Why choose the cello

About the Author: Benoît

Benoît Chapeaux, born in 1976 in Dijon, began playing the cello at the age of six. He continued his studies at the École Normale de Musique Alfred Cortot in Paris and obtained his diploma from the Conservatoire National Supérieur de Musique et de Danse de Lyon. He joined the Orchestre National du Capitole de Toulouse in 2003 and co-founded the Quatuor Alexander in 1996.

Hello, my name is Benoît Chapeaux, cellist, and member of the National Orchestra of the Capitole of Toulouse for over two decades.

Every day as an instrumentalist, I ask myself questions about my practice. We have the incredible opportunity to learn, play, improve, and most importantly, be happy to have chosen the cello.

It is like an extension of oneself, of one's own sensitivity, because the sound produced by this instrument touches us, shakes us, and soothes us, as its range is close to the human voice.

The playing position and the points of contact with the body are unique. I am always moved when I see faces light up during the first encounter with this instrument, when the bow touches the strings and releases all its vibrations.

That's exactly what happened the first time I tried to produce a sound on my small cello, which was 5 years old at the time.

I continue to experience this pleasure every day. This opportunity to play is something to be aware of, and learning should be approached in the same way. Always maintain the joy, even when facing a technical difficulty.

Let's not lose sight of the essential, which is the music. The cello is a means to achieve it, to appreciate it, and to enhance it.

Lady playing the cello

Reality reminds us, nonetheless, that we are not all the same. Each of us must adapt our physique to the instrument. Who hasn't heard at some point that you have to be tall to play the cello, that it's easier? I completely disagree with this statement.

First of all, the entire history of lutherie provides us with instruments of different makes; I'm not talking about the learning instruments in the following sizes: 1/8, 1/4, 1/2, 3/4, 7/8 (referred to as women's cellos by some), and the full-size cello.

Violin making in its current form, as far as cello invoices are concerned, first appeared in Italy, the birthplace of stringed instruments (see more details on the cello in this article), the great Cremonese school with Amati, Stradivarius, Guarnerius, and the Venetian school with Goffriller, Montagnana, to name a few, have ennobled instruments played by concert performers such as the late Rostropovich, Tortelier, Casals, and even today Yo-Yo Ma, Mork, Maisky, Capuçon, Gabetta... (all these prestigious musicians do not have the same height, hands, or arm length... obviously, this list is not exhaustive).
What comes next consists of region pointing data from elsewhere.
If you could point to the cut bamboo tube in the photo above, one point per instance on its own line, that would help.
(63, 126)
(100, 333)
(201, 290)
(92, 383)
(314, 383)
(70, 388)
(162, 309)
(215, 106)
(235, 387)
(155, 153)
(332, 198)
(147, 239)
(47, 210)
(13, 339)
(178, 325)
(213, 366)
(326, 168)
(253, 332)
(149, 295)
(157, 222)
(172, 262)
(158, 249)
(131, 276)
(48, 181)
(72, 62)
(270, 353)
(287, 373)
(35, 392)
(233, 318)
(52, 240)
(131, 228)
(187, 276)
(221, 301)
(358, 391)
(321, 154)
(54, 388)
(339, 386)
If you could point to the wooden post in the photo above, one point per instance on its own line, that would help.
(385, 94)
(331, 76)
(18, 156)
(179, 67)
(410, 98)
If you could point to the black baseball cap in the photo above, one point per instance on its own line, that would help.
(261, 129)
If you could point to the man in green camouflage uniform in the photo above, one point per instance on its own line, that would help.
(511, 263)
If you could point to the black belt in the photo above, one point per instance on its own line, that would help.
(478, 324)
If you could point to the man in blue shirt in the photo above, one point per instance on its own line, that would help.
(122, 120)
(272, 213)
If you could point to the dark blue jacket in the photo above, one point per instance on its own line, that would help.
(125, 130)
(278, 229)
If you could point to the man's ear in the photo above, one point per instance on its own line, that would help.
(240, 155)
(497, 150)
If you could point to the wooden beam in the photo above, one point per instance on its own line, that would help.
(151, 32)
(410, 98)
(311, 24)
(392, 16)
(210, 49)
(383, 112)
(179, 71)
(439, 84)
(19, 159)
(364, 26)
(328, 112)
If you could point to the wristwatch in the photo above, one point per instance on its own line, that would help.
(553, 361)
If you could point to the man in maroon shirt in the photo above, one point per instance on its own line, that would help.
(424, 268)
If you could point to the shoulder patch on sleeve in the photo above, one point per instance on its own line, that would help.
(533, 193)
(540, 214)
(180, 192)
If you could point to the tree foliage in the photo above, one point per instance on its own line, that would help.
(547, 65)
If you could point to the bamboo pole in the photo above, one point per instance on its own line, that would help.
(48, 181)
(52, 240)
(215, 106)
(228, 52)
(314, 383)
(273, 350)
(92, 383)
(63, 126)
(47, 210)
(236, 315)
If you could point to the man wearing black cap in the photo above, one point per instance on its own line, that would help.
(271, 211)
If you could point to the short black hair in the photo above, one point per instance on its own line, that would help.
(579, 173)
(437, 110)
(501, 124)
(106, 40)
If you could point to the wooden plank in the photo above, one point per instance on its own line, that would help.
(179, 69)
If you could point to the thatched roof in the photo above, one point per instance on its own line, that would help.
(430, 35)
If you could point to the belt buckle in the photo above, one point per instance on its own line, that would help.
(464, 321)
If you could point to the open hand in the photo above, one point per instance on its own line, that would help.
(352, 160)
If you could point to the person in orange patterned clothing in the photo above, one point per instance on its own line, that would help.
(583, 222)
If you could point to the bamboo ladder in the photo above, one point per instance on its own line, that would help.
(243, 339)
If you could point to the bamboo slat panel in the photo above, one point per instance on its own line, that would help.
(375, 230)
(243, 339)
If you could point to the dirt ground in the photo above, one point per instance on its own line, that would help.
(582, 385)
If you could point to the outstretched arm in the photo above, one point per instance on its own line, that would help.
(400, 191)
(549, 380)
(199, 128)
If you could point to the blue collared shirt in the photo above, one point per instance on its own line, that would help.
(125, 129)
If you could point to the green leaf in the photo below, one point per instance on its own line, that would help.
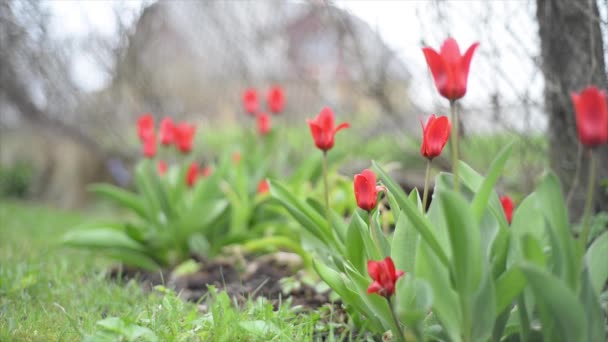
(508, 287)
(562, 315)
(597, 262)
(482, 195)
(419, 221)
(121, 197)
(564, 254)
(465, 242)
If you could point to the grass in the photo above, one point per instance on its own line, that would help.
(53, 294)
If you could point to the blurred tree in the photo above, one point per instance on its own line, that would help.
(572, 58)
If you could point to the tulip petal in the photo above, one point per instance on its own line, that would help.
(450, 52)
(466, 61)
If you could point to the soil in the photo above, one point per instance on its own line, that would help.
(241, 277)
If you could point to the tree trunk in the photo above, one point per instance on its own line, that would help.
(572, 58)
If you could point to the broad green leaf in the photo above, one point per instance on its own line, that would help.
(121, 197)
(483, 193)
(597, 262)
(465, 241)
(562, 315)
(564, 254)
(101, 238)
(419, 221)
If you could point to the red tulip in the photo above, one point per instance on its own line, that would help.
(236, 158)
(384, 275)
(507, 206)
(263, 123)
(162, 167)
(276, 99)
(145, 126)
(167, 132)
(434, 136)
(450, 69)
(192, 174)
(206, 171)
(591, 116)
(149, 145)
(183, 134)
(366, 190)
(250, 101)
(263, 187)
(323, 130)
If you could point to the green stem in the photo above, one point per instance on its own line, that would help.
(524, 322)
(399, 330)
(370, 224)
(426, 185)
(327, 212)
(589, 203)
(454, 143)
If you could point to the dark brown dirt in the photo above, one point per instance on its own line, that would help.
(248, 278)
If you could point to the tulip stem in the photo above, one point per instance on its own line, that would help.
(327, 212)
(396, 320)
(370, 224)
(426, 185)
(454, 143)
(589, 203)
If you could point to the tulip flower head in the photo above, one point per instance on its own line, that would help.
(366, 190)
(323, 130)
(435, 135)
(276, 100)
(149, 145)
(145, 126)
(166, 132)
(263, 187)
(449, 68)
(591, 116)
(192, 174)
(507, 206)
(264, 125)
(250, 101)
(183, 135)
(162, 167)
(206, 171)
(384, 275)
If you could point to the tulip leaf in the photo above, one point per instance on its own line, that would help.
(551, 203)
(482, 195)
(562, 315)
(420, 222)
(597, 262)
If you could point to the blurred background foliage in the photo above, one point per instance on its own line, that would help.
(63, 126)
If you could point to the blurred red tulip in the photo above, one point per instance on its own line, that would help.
(183, 134)
(206, 171)
(166, 131)
(149, 145)
(162, 167)
(384, 275)
(591, 116)
(264, 125)
(263, 187)
(323, 130)
(145, 126)
(435, 135)
(236, 158)
(507, 206)
(192, 174)
(250, 101)
(366, 190)
(276, 100)
(450, 69)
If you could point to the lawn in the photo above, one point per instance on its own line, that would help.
(49, 293)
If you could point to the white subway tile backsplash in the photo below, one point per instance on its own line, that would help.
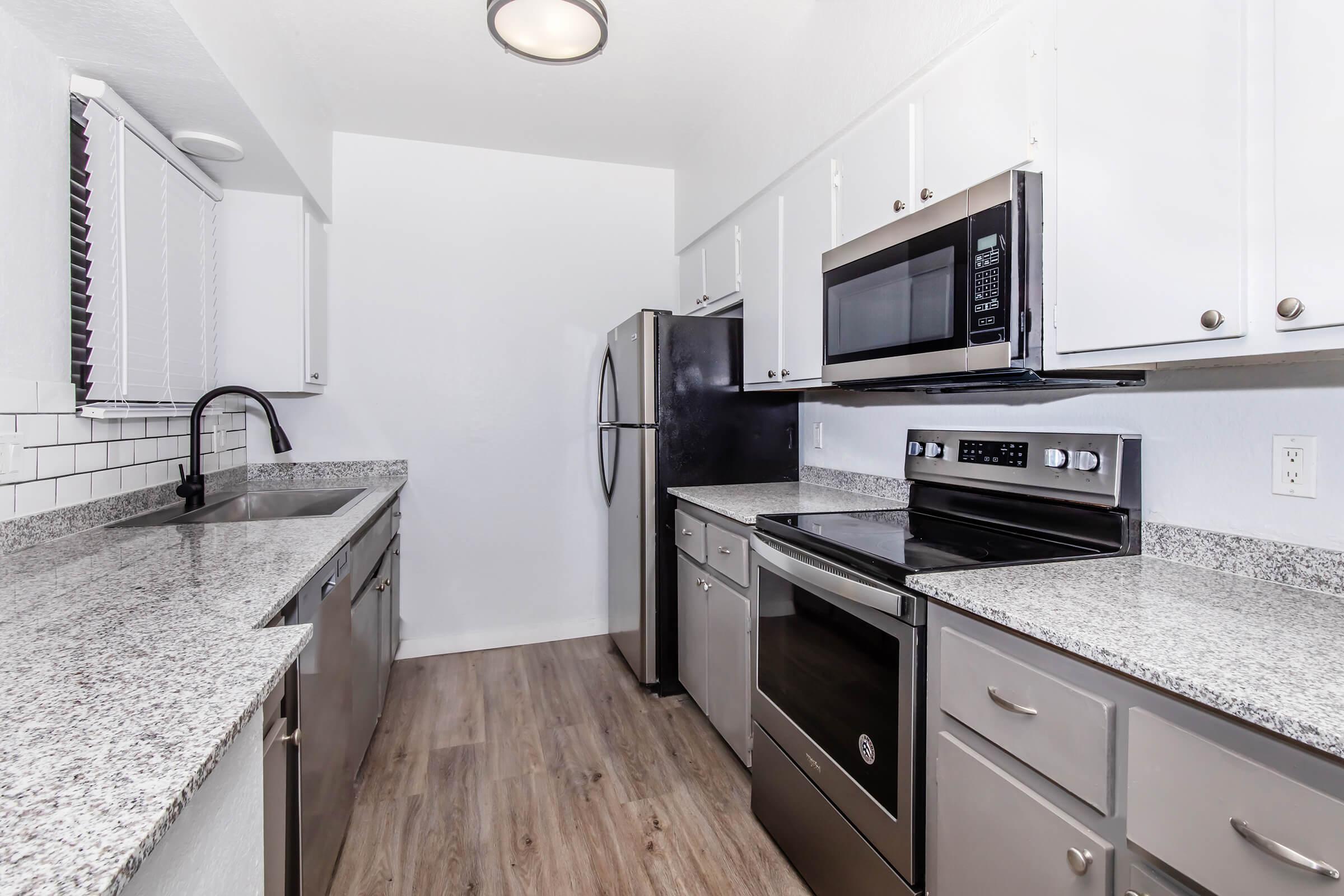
(34, 497)
(57, 460)
(122, 453)
(18, 396)
(167, 448)
(106, 430)
(132, 477)
(73, 429)
(38, 429)
(105, 483)
(147, 450)
(73, 489)
(69, 459)
(91, 456)
(57, 398)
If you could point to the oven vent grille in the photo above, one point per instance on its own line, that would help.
(814, 561)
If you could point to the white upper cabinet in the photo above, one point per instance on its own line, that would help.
(761, 291)
(875, 172)
(722, 262)
(972, 116)
(1308, 191)
(315, 300)
(273, 293)
(1151, 182)
(810, 225)
(691, 276)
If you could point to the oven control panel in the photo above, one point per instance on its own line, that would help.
(1079, 466)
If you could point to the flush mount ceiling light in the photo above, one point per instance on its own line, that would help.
(557, 32)
(212, 147)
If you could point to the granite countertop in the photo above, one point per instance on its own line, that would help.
(129, 661)
(1257, 651)
(745, 503)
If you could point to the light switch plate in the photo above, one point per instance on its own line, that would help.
(1295, 465)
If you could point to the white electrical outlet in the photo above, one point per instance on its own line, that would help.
(1295, 465)
(11, 457)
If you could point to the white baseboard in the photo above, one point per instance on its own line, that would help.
(510, 637)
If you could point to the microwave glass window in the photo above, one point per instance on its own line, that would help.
(901, 305)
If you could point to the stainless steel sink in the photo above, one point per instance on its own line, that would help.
(241, 506)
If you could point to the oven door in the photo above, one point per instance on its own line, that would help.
(838, 684)
(901, 311)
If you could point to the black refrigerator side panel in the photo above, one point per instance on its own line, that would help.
(710, 433)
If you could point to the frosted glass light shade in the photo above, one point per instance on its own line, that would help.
(550, 31)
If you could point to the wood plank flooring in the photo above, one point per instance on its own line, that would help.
(549, 770)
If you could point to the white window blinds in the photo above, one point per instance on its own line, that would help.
(152, 272)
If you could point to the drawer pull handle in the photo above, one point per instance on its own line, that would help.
(1281, 852)
(1009, 704)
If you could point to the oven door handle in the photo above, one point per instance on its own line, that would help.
(818, 571)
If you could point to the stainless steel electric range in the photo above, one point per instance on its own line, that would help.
(838, 638)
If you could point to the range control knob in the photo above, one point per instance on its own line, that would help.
(1084, 460)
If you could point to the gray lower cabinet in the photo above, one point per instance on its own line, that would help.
(729, 652)
(998, 836)
(693, 612)
(714, 624)
(363, 672)
(1168, 797)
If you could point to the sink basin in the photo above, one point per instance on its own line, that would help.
(244, 506)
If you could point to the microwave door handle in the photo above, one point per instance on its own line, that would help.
(815, 570)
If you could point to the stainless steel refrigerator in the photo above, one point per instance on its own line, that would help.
(673, 413)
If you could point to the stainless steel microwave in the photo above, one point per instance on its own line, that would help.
(946, 298)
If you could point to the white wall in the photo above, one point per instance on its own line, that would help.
(471, 293)
(870, 50)
(1207, 436)
(34, 209)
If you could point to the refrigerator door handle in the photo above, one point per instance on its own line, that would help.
(603, 428)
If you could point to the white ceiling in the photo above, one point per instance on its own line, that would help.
(148, 54)
(429, 70)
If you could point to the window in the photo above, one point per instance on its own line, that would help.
(143, 269)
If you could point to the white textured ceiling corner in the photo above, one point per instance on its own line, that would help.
(152, 58)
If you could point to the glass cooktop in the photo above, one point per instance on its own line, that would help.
(905, 542)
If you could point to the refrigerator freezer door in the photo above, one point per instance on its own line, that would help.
(631, 394)
(632, 530)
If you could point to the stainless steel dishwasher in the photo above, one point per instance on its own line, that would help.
(326, 785)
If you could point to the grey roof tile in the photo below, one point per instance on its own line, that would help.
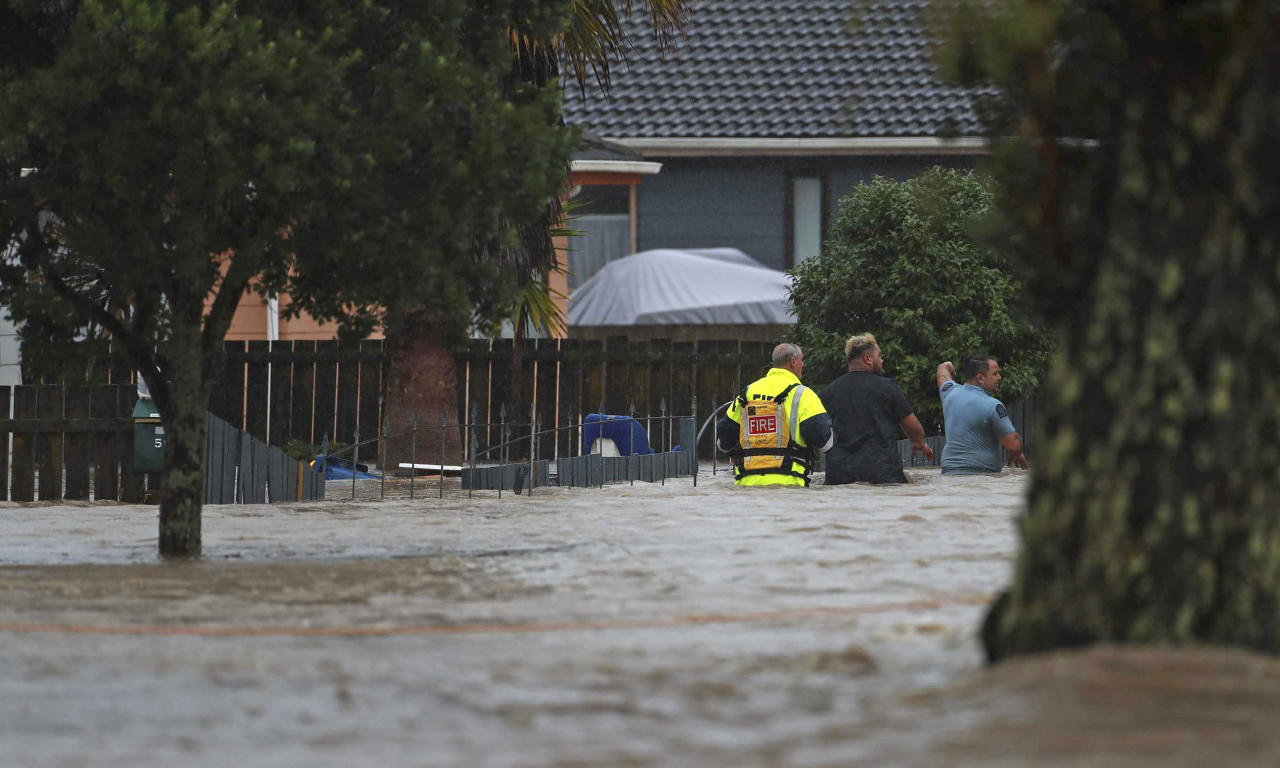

Their shape varies so much that some cellos do not fit in the cases sold by major manufacturers.


Some cellos, through history, are associated with religion. There used to be what were called procession basses. The Testore (Milanese school), for instance, had either a sort of nail fixed to the back to attach it to a belt or a hole in the scroll at the back to insert a wooden stick that rested on a belt around the musician's back.

You can imagine that these instruments had to be easily transportable and that the musicians had to be able to follow the pilgrim marches without difficulty (hence a certain lightness).

All these considerations I am sharing with you should convince you that it is possible to find a cello that you will love and, more importantly, one that will suit you best.

I assure you, of course, that we can find very good instruments beyond those that are not affordable for everyone.

It seems to me that it is essential to have an adequate "working instrument." Competent luthiers are at your disposal to help you make this choice.

The reason I insist so much on this point is that we cannot compromise on acquiring our cello. It will inevitably impact the notion of pleasure in practicing and interpreting pieces. Learning should not involve struggle or suffering.

Woman playing the cello

My own experience and various encounters have led me to a more Epicurean vision, perhaps even hedonistic for some, regarding learning and practice. It is possible to create beauty without going through suffering.

The lives of various artists in multiple fields, which you have undoubtedly read about in different biographies, are indeed filled with unfortunate episodes, unhappy experiences, and misunderstandings from their contemporaries. These factors make them unique individuals, but not completely fulfilled. Their quest for the absolute in their art and their relationships can be devastating rather than creative.

I am aware that by stating such things, I may incur the wrath of my peers, rightly or wrongly.

To soften my remarks, I am not praising ease and dilettantism. After more than 40 years of daily practice, the level achieved does not come without hiccups. "Work is health," as they say. They are right; we achieve nothing without effort and discipline.

It seems easy and, indeed, naive to imagine playing the Bach suites after just two months of cello.

Let's never forget that the foundations must be solid if we want everything to last over time.

Know that every musician will tell you that it is important to question your way of playing every day, to be objective by being attentive, and to truly listen to yourself.

Nothing is guaranteed, and each student is unique. The difficulties of one are not necessarily those of another, and talent and abilities must be exploited to the fullest.

It is the teacher's role to help you and guide you.